John Alonzo is the film's director of photography and he has worked on other notable films like Scarface and Harold and Maude. I truly enjoyed what he has done for those films, and judging from those and this film, it seems that he is a man who truly understands a director's vision. His films rarely looks the same, and this is because every director has a different vision on what their films would look like. Chinatown may be a period piece but Polanski never wanted the film to feel ultra stylish or pay too much homage to the look of the period, instead he wanted the photography to support the film's story. As Polanski has the film following the protagonist throughout the film, Alonzo has the camera following our character from behind kind of like we are investigating the case with him. Sometimes, Alonzo allows us to see things from Gitties' perspective like when he looks through the binoculars, subtly having the audience be put in his shoes. There are a few moments where Alonzo truly captures a time and place that has passed by us, by having the costumes and production design show off a sense of nostalgia.

The film's score was created by Jeff Goldsmith who has worked extensively on a large number of films, with some regarded as classics.

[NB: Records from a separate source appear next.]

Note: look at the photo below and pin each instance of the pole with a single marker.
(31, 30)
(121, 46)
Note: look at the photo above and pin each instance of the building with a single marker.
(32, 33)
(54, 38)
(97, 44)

Chinatown is one of those classics. Goldsmith's score in Chinatown is a nice throwback to the films during the height of the noir genre. The score creates this sensuality and sorrow due to the trumpets and piano. It truly creates a presence when it comes on. Polanski and Goldsmith has limited their use of the score though, only appearing in brief moments, casually not getting in the way of the dialogue. It is more used as a mood amplifier, in order for the scene to feel more than what it is.

The film's acting was great with Jack Nicholson giving a stand out performance. Nicholson was able to convey a man who is experienced in his profession and subtly carrying a sense of weight that seems to still haunt him. Faye Dunaway was great as Evelyn Mulwray. Dunaway, like Nicholson, plays off as someone who has a dirty past but she gives off more a sense of paranoia as if the walls were closing in on her. We can really see that there is more behind her words and her subtle reactions to certain moments or questions truly sells her acting. John Huston and Perry Lopez were also great in their supporting roles.

Chinatown's screenplay truly sells the film, even if I don't completely find every single detail of it very interesting. All the other components of the film are present to support the film's plot and overall they have done a wonderful job. I am torn whether I prefer this than Rosemary's Baby but even if the other fares better on me in the future, I still can't deny that this is a great film.
May 14, 2013
I have to admit that I didn't find this film all that great, it was just good.
January 13, 2012
Great noir. Must see. Jack at his best.